Bu anlatılarda en baskın olan İsrailiyat’ın ne derece etkili olduğunu da görebiliyoruz.
İslam gibi birçok medeniyeti kökünden sarsan bir gerçek hakkında , diğer devlet ya da dinler tarafından ortaya konan ya da oluşan tarihi belge ve kanıtların tamamen yanlı olabileceğini ve zaten TARİHİN TARAFLAR TARAFINDAN KAYIT ALTINA ALINDIĞINI görmezden gelmemiz mümkün müdür? Bunların objektifliğine güvenebilmemiz bir zorlama değimlidir?
Din adına, değil devletlerin, bireylerin bile bir şeyler katarak günümüze ulaştırdığı kaynaklardan Kur’an ve hükümleri hakkında kararlara varabilmek sizce sağlıklı olabilir mi?
İznik konseyi gibi bir örnek de geçmişte dururken…
Emevi, Abbasi vs.. günümüz diyanet işleri… Siyaset’in ve çıkarların bir arada harmanlandığı ve ortaya çıkardığı bir tarih din adına ne derece faydalıdır?
Diyanet işlerinin verdiği fetvaların ekserisi, hangi nitelendirmeye sokabileceğimiz kaynaklardan gelmektedir?
Kaldı ki Kur’an kendi kendini tefsir edebilecek en güzel kaynak iken
Gerçekten Kur’an ı anlamak için mi tarihi bilgilere bakmalıyız. Yoksa İslam dinine giren ve Kur’an a bir türlü monte edemediğimiz tuhaf, ilginç inanışların kökenini bulabilmek için mi?
Madem ki Kur’an kendi kendini açıklayan ve değişmeyen tek kaynak, madem ki Kur’an belirli bir zaman ile kısıtlı değil;
O Halde bu çabanın nedeni nedir?
Tarih ilmine elbette insanlığın ihtiyacı var.
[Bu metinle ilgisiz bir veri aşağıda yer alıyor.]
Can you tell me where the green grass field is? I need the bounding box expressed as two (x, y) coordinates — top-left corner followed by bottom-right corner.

Ancak Rahatsızlığım ya da yanlış algıladığım husus şudur; Tarih Dini Konularda hiçbir hükme yön veremez, vermemeli.
Çünkü Tarih Tamamen Yanlıdır.
(Bakara; 246)………….(Bakara; 252)
ilgili ayetlerden anladığım kıssada tarih hakkında insanların muhakkaki bilgilerinin olduğu ama bir çok yanlış ile gerçeğin örtüldüğü ve Allah’ ın;
Bunlar, Allâh'ın âyetleridir; bunları sana gerçek ile okuyoruz (bunlarla sana gerçekleri açıklıyoruz). Elbette sen gönderilen elçilerdensin. (Bakara; 252)
En doğrusunu lutfeddiğidir.
Sonuç olarak; Muhiskulun da dediği gibi Tarihi kaynakları ihmal edilmemelidir. İnsanlar bir çok bilgiye ulaşabilir.
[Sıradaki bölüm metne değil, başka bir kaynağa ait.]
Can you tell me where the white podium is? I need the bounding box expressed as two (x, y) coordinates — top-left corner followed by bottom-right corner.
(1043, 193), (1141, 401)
Ancak bunların doğruluğu son derece şüphelidir ve tekrar vurgulamak istediğim husus; bunlara göre yaşantı (Kur’an öğretisi) şekillendirilmemelidir.
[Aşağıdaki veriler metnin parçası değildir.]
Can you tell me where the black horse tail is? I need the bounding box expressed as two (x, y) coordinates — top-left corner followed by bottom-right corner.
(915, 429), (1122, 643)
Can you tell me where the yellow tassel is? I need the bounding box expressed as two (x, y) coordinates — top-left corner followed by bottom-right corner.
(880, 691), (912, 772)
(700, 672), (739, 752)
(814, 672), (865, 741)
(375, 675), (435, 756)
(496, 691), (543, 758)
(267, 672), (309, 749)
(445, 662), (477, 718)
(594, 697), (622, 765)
Sayın Muhliskul; Yanlış anladığım-anlattığım ya da istemeden sizi itham etti isem hoşgörünüze sığınırım.
Sınav gerçekten çok zor, yanılmak gibi bir lüksümüz daha da zorlayacaktır, Hamd ki Rabbimiz müjdelemiştir.. (Leyl; 7- İnşirah; 1-8)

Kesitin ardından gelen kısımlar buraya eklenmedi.